Merely looking at the credits of this film proves just how flawlessly things came together. Director John McTiernan gave us Predator in 1987, along with Die Hard 3. Writer Steven de Souza penned Running Man for Arnold Schwarzenegger and the video game adaptation Street Fighter (maybe the latter isn’t quite a positive). Finally, Jan de Bont gave us the cinematography for this and Basic Instinct while he later directed Speed.
Though Bruce Willis is the obvious focus, the entire movie is stolen by a brilliant performance from the terrorist lead, Alan Rickman. Within minutes of his on-screen appearance the audience instantly reviles him; his cold stare and violent ways of persuasion are the icing. More proof is the film’s best scene, which is surprisingly not based on action.
Late in the film, McClane and Rickman’s character, Hans, come face to face for the first time. Grueber ingeniously makes himself out to be an escaped hostage, begging for his life against a man who has no idea whom he’s facing. Sharing a cigarette while talking about the takeover, McClane hands Grueber a weapon, putting the audience on edge. It’s a flawless example of writing, direction, acting, and tension, a scene any aspiring filmmaker should watch. Few action movies attempt a sequence like this, let alone pull one off.
Of course, the action is what made the film so famous in the first place, and Die Hard contains it in droves. The special effects, which are still superb nearly 20 years later, were nominated for an Oscar. The shootouts are a template for every action scene to come after it and the hand-to-hand combat fights are the stuff classics are made of.

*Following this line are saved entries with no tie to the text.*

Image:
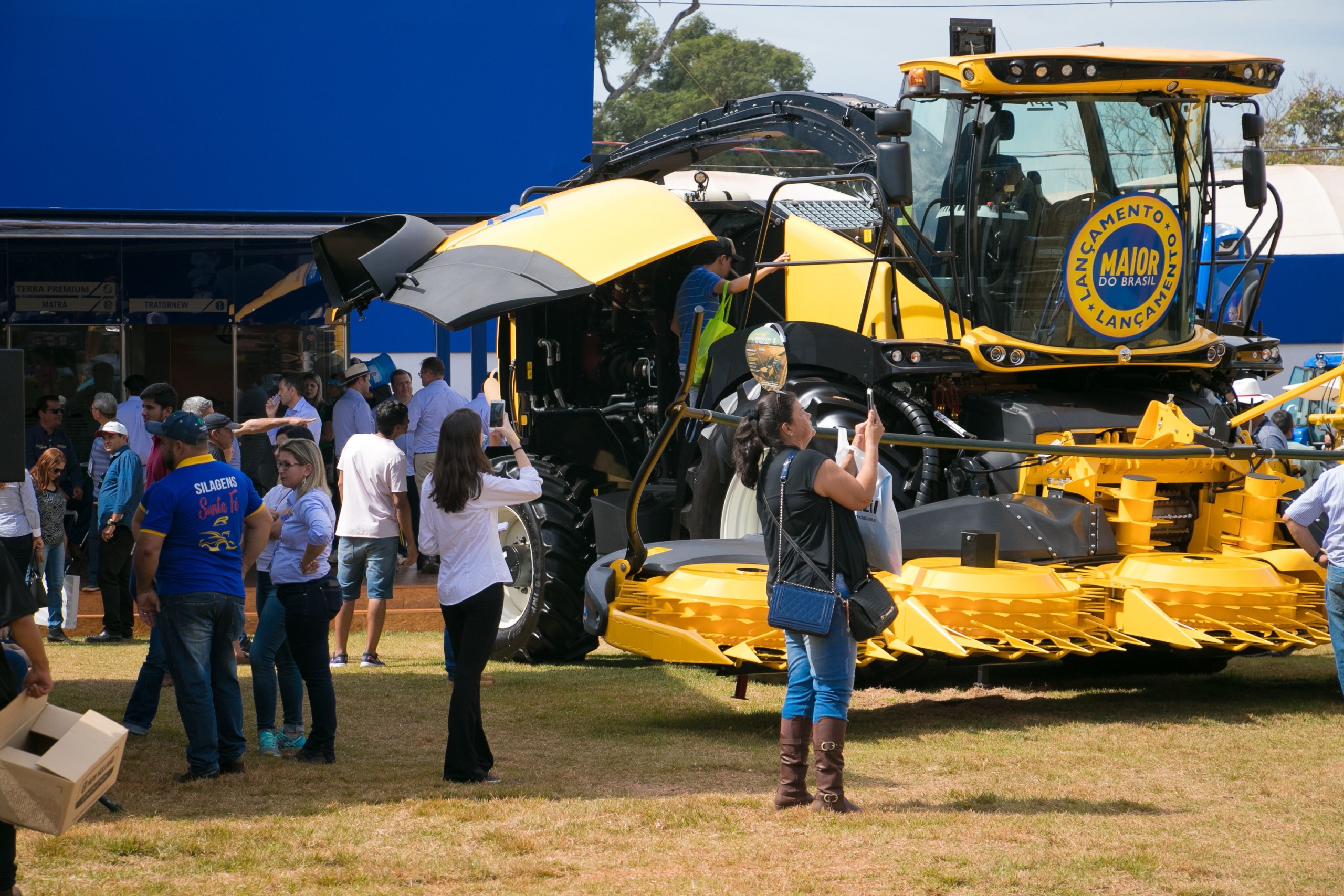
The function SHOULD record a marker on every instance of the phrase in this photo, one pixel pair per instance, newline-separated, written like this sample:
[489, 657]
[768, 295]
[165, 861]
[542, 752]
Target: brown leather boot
[828, 739]
[795, 739]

Die Hard looks as expected. For a 20-year-old film, the format provides a solid, if unspectacular level of detail and sharpness. The movie was shot in relatively low light, lending a murky, drab quality to most scenes. Black levels are fair, and the entire transfer is flat because of it. Colors are faded, dull and lacking vibrancy. It oddly suits the film, but the explosions take the brunt of the problem. It’s a noticeable improvement over the stack of DVD releases over the years, but only worth an upgrade to long-time fans.
The audio is likewise faded, with the occasional hiss and flat overall tone. Action is nearly front loaded throughout, though the final explosion does offer a nice array of debris falling. Bass is powerful, though obviously not part of the original track. The remastering is apparent.

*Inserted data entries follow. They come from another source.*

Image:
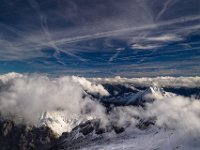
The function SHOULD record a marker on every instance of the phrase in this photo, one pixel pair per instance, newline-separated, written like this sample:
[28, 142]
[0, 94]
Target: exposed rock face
[23, 137]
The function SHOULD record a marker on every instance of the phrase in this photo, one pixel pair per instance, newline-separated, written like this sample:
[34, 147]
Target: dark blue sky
[130, 38]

Years ago, Fox released the Die Hard trilogy in a box set. Each movie was given a deluxe treatment, and yet here we sit with a Blu-ray edition missing a slew of those extras.
Things begin with multiple commentary tracks. The first comes from McTiernan and Jackson Degovia, the production designer. Special effects designer Richard Edlund gets his own track, though he only talks during scenes that feature his work. Finally, a subtitle track features thoughts from the cast and crew, picking out things while providing some great information.
Extra footage of the newscasts features various mistakes and short extended scenes. Loads of trailers and promo clips finish the disc off, unless you’re one of two people in the world with a D-Box motion control system in your home. If you are, this one supports it.